In Adaptation, Nicolas Cage stars as Charlie Kaufman, a screenwriter who accepts the job of adapting the book The Orchid Thief—written by Susan Orlean (Meryl Streep). Known for his unique style/voice, Kaufman proudly accepts the job to turn the book into an insightful, character-focused movie, instead of a derivative, plot-driven Hollywood film. Despite his earnest attempts to adapt the book, Kaufman struggles writing the screenplay, because of the book’s minimal characterization.
As he reads The Orchid Thief, movie viewers can see the book unfolding from Susan Orlean’s (author) perspective. She is a journalist doing a story on the plant loving, eccentric John Laroche (Chris Cooper). She recounts Laroche’s life and his adventures into obtaining rare plants from the state preserve and then harboring them in his care. Orlean’s original article on Laroche is further expanded into The Orchid Thief.
Meanwhile, while Charlie is reading the book as well as struggling with writer’s block, Charlie’s twin brother, Donald (also played by Nicolas Cage) is spec writing a Hollywood thriller. Donald, who is the opposite of Charlie in terms of personality, has fun writing his script. Donald not only shows enthusiasm for his writing, but also around people and at parties. Charlie, who is shy and self-loathing, has a hard time expressing himself to people, especially to his love interest Amelia (Cara Seymour). With Donald annoying him with questions about his Hollywood script, on top of his depressing mood, Charlie must find a way to adapt the complicated book, without ruining its essence.
Adaptation is written by Charlie Kaufman and directed by Spike Jonze. The movie is based on Kaufman’s actual struggles in adapting The Orchid Thief to the big screen. Like the character in the film, Kaufman struggled with writer’s block. To finish the script and put a nice twist on it, he added himself, a fictional twin brother, and author Susan Orlean in the movie to add meta elements to the film. As a result, Adaptation is a thought-provoking film with a mix of subtext elements and social commentary.
As indicated, Charlie Kaufman infuses the Adaptation script with his real-life experiences of adapting the book. By choosing to veer off into a different direction, instead of faithfully adapting the book, Kaufman creates something truly rewarding to see. Watching the characters onscreen feels like watching a pseudo-documentary, with talented actors playing the roles of real-life Kaufman and Orlean. However, by Kaufman choosing to go in this direction, the film’s narrative may confuse casual viewers on what is happening. For those who are not aware of the subtextual and production details of the film may not fully enjoy Adaptation.

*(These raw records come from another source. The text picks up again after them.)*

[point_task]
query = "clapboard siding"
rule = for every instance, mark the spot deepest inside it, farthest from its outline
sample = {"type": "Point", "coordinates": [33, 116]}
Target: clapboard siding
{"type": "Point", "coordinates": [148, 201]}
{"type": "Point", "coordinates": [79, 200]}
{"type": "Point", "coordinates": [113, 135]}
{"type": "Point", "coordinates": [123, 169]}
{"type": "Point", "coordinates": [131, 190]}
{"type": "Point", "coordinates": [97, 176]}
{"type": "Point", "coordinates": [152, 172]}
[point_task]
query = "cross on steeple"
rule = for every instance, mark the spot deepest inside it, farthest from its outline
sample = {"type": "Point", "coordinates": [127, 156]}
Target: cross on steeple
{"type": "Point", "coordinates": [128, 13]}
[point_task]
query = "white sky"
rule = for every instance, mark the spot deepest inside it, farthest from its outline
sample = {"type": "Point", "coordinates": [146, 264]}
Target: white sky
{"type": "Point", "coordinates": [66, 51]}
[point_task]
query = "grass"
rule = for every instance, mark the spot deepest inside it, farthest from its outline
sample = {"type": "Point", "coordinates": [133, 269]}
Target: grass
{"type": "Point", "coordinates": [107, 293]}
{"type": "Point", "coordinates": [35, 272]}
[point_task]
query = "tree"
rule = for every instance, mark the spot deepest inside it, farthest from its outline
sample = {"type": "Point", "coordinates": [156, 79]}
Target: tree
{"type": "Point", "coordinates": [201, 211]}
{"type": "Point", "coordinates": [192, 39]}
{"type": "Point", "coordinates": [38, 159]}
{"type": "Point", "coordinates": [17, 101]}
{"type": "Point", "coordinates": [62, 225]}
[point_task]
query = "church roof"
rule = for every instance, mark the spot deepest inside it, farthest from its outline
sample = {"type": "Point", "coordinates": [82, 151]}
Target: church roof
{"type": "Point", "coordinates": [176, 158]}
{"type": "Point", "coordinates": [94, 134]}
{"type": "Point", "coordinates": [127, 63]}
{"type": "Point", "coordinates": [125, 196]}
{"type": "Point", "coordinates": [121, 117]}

Nevertheless, the film is still a thought-provoking film that raises questions on the quality of Hollywood movies.
Real-life Kaufman juxtaposes Hollywood and Independent (Indie) Cinema by way of Charlie and Donald. In the film, not only are Charlie and Donald opposites of each other, they also represent the different forms of cinema. Charlie desires to make an indie, character-driven movie about how characters (and flowers) exist in our world, whereas Donald wants to make plot-driven Hollywood movies. What Kaufman does so well is that he illustrates the strengths and flaws of both Hollywood and Indie Cinema, giving viewers an inside look into the world of screenwriting and the obstacles associated with it. To that end, Kaufman successfully creates an interesting dynamic between the two forms.
Not only is the writing good, but the acting is superb as well. All actors in the film deliver top-notch work. Nicolas Cage delivers a strong performance as Charlie and Donald, respectively. The actor showcases his great talent by capturing Charlie’s self-loathing, shy nature, while, at the same time, capturing Donald’s exuberant personality. To that end, Cage successfully distinguishes the two brothers, making it easy for viewers to perceive which is which onscreen.
Meryl Streep uses her excellent acting talent to portray Orlean. Streep captures Orlean’s inquisitive, sad, and caring sides, all through top-notch character acting. Also, Streep evokes a yearning nature in the character, making it clear to viewers that Orlean is longing for something truly great in her life.
While both Cage and Streep are great in the film, Chris Cooper, as John Laroche, is the standout in the film. As Laroche, Cooper conveys his eccentric, rude, and damaged sides. With Cooper in the role, he successfully embodies Laroche, making the character complex and, at the same time, likable.
With a good balance of superb acting, intriguing social commentary, and meta elements, Adaptation is a well-made comedy-drama from the creative mind of Charlie Kaufman.